Dünyadaki elle tutulabilen para miktarı ile sistem üzerinde ki toplam para miktarı arasında çok ciddi fark var. Rakamlar kesin değil, tartışmaya açık bu yüzden rakamlar vererek kafa karıştırmak istemiyorum. Farklı tahminler yürütmek mümkün. Sebebi gelişen piyasalar, bankacılık sistemi. Yani herkes bankalara gidip parasını çekmek isterse, bankalar batar, ülke krize girer. Yunanistan krizini hatırlayın ATMlerden günlük 50 euro çekilebiliyordu sadece. Sebebi sistemde ki paranın gerçekten olmayışı. Yakın zamanda para olarak adlandırdığımız kağıt ve metal nesnelerin ortadan kalkacağı, paranın tamamen dijitalleşeceği öngörümden sonra önemli gördüğüm bir yazardan alıntı yapacağım.

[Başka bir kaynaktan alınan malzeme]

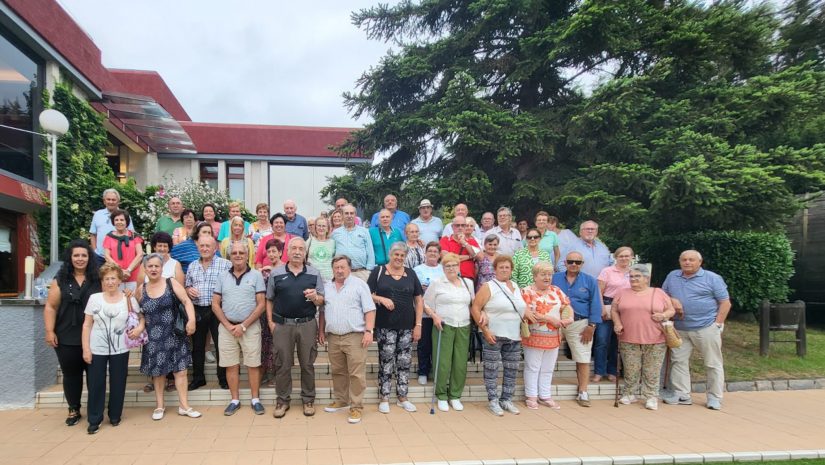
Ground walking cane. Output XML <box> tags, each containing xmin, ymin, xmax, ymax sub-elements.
<box><xmin>614</xmin><ymin>350</ymin><xmax>622</xmax><ymax>408</ymax></box>
<box><xmin>430</xmin><ymin>327</ymin><xmax>443</xmax><ymax>415</ymax></box>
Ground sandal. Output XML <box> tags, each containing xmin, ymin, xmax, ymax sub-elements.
<box><xmin>165</xmin><ymin>379</ymin><xmax>176</xmax><ymax>392</ymax></box>
<box><xmin>525</xmin><ymin>398</ymin><xmax>539</xmax><ymax>410</ymax></box>
<box><xmin>591</xmin><ymin>374</ymin><xmax>603</xmax><ymax>383</ymax></box>
<box><xmin>538</xmin><ymin>398</ymin><xmax>561</xmax><ymax>410</ymax></box>
<box><xmin>152</xmin><ymin>408</ymin><xmax>165</xmax><ymax>421</ymax></box>
<box><xmin>143</xmin><ymin>383</ymin><xmax>154</xmax><ymax>393</ymax></box>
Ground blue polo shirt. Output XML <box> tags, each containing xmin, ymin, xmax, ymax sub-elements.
<box><xmin>411</xmin><ymin>216</ymin><xmax>444</xmax><ymax>244</ymax></box>
<box><xmin>662</xmin><ymin>268</ymin><xmax>729</xmax><ymax>331</ymax></box>
<box><xmin>285</xmin><ymin>213</ymin><xmax>309</xmax><ymax>240</ymax></box>
<box><xmin>560</xmin><ymin>237</ymin><xmax>613</xmax><ymax>277</ymax></box>
<box><xmin>551</xmin><ymin>271</ymin><xmax>602</xmax><ymax>324</ymax></box>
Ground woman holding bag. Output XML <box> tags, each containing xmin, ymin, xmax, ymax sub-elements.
<box><xmin>82</xmin><ymin>262</ymin><xmax>143</xmax><ymax>434</ymax></box>
<box><xmin>612</xmin><ymin>263</ymin><xmax>675</xmax><ymax>411</ymax></box>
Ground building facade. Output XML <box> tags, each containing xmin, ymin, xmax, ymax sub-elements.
<box><xmin>0</xmin><ymin>0</ymin><xmax>367</xmax><ymax>294</ymax></box>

Yuval Noah Harari İsrailli bir tarihçi. Harari der ki Para, aslında, insanlarca icat edilip anlatılmış en başarılı hikayedir. Çünkü herkesin inandığı tek hikayedir. Herkes tanrıya inanmıyor, herkes insan haklarına inanmıyor, herkes milliyetçiliğe inanmıyor ama herkes paraya ve dolar banknotuna inanıyor. Hatta Usame bin Ladin bile. Amerikan politikalarından ve dininden nefret ediyor ve de Amerikan kültüründen fakat Amerikan dolarına bir itirazı yok.

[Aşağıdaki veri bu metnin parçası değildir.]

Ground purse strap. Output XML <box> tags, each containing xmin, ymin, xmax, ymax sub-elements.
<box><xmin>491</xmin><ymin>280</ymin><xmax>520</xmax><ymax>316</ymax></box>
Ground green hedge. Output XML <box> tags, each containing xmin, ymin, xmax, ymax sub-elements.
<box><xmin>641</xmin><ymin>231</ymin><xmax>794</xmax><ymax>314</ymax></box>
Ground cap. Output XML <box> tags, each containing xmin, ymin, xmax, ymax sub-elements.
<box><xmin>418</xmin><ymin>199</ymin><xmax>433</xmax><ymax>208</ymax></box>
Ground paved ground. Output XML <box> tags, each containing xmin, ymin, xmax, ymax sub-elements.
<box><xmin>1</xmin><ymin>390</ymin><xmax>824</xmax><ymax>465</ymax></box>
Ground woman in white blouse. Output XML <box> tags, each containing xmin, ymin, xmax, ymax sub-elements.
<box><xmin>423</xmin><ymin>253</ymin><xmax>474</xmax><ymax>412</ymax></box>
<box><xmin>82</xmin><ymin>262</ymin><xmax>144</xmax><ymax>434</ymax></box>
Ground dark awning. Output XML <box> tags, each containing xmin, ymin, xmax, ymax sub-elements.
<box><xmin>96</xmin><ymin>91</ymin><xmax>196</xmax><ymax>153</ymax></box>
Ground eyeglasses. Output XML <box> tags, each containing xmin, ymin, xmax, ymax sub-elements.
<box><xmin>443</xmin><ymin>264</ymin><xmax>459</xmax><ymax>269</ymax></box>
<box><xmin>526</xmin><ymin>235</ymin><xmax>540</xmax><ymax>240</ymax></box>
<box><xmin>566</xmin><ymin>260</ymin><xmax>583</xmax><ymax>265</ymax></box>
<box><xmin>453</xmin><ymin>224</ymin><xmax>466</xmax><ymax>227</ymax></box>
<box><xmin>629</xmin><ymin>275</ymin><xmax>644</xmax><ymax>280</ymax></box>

Benim için paranın icat edilmesi, edilmemesinden daha olumlu bir gelişme değil. Belki ekonomi milyonlarca kat daha az gelişecekti. Buna bağlı olarak teknoloji, tıp, sanayi gibi alanlarda çok daha yavaş ilerleme sağlanacaktı. Ama eminim dünyada bugün olduğundan daha az gelir adaletsizliği olacaktı. Düşünsenize herkesin yiyebileceği kadar ekmek var ama birileri açgözlülük yaptığı için siz aç kalıyorsunuz, hatta açlıktan ölüyorsunuz. İnsanlığın asıl problemi dünyaya fakirlerin gözlerinden bakmaya çalışmamalarıdır. Sene 2017 de Afrika da hala milyonlarca insan beslenme ve gıda sorunu yaşıyorsa, savaştan kaçan çocukların cansız bedenleri kıyılara vuruyorsa, gelişme dediğimiz bu safsatayı daha ne kadar sürdürebiliriz ki?
Bilgiyle kalın.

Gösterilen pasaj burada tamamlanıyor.